Bilkent University researchers claim they have discovered the gene variants that directly influence how humans walk—on their two feet or on all fours.
Two of four Turkish families that garnered world attention in 2006, with members who suffer from "quadrupedal locomotion syndrome" walking on their hands and feet, share a variant of the VLDLR gene, according to the researchers.
Publicity about the Turkish families and their shared traits of moving on all fours caught world attention because the shift from quadrupedal to bipedal walking is seen as one of the key developments in human evolution.
The families that live in a rural area of Turkey have several members walking on both hands and feet all through their lives.
The condition of their strange mobility was also linked to speech problems and mental retardation, and was labeled "Uner Tan Syndrome" after the scientist who first wrote about it.
Researches claim they have found that the mutation is in the VLDLR gene, which controls the levels of proteins needed for the growth of the brain's cerebellum.
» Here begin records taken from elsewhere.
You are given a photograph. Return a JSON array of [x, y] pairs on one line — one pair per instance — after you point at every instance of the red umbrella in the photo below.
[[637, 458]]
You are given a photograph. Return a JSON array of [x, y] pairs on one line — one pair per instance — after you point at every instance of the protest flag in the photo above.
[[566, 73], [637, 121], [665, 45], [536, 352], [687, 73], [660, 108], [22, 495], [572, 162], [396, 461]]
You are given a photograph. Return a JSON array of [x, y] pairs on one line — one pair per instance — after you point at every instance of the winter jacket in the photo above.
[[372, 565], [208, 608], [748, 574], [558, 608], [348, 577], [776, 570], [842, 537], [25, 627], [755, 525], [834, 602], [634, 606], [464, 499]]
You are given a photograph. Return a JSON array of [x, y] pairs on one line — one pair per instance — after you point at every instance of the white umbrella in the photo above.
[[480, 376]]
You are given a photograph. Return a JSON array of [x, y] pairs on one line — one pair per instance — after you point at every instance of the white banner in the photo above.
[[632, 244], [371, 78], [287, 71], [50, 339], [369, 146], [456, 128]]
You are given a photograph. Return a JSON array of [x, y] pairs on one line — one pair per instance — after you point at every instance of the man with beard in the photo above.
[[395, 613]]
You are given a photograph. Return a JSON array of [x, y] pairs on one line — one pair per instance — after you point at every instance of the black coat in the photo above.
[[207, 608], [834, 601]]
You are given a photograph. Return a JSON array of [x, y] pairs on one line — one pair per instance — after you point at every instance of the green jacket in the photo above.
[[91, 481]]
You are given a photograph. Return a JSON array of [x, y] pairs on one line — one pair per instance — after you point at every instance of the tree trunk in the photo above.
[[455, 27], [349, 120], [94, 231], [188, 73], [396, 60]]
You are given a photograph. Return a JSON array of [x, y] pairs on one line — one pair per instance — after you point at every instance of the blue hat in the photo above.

Prof Tayfun Ozcelik of Bilkent University said, "We think this protein is critical for the proper development of the nervous system and our unique ability to balance and adopt a bipedal gait."
Prof Ozcelik presented his study at the European Society of Human Genetics conference in Barcelona. The findings could alter our understanding of how and why humans started walking upright.
Critics however are not ready to accept the study as evidence of an "all four gene". They are of the opinion that quadrupedal locomotion syndrome is most likely the result of several different genetic factors.
They point out that two other Turkish families with the condition do not share the same gene variant. Also, tests on Iraqi and Brazilian sufferers of a similar condition have identified different causal genes.
Professor Nicholas Humphrey of the London School of Economics, who has also examined the Turkish families, said that the gene variant did not force people to walk on all fours. He observed that other people with the variant had learned to walk upright.
"We know that other people with defects in this gene often have problems in the development of a part of the brain which means that they have trouble with their sense of balance," Prof Humphrey said.
He suggested social factors were involved in the transition from quadrupedal movement to bipedal movement.
According to him, other people with VLDLR defects in the US had been successfully taught to walk upright, and the principal difference was that the Turkish families had been "tolerant" of their children walking on all fours.
"I do not believe for a moment that what we have here is a gene for walking on all four legs," said Prof Humphrey.
"These family members basically started off crawling on all fours, for this reason, and stayed that way," he added.
However, Professor Ozcelik insisted that some of the families had made strenuous efforts to correct their children's gait.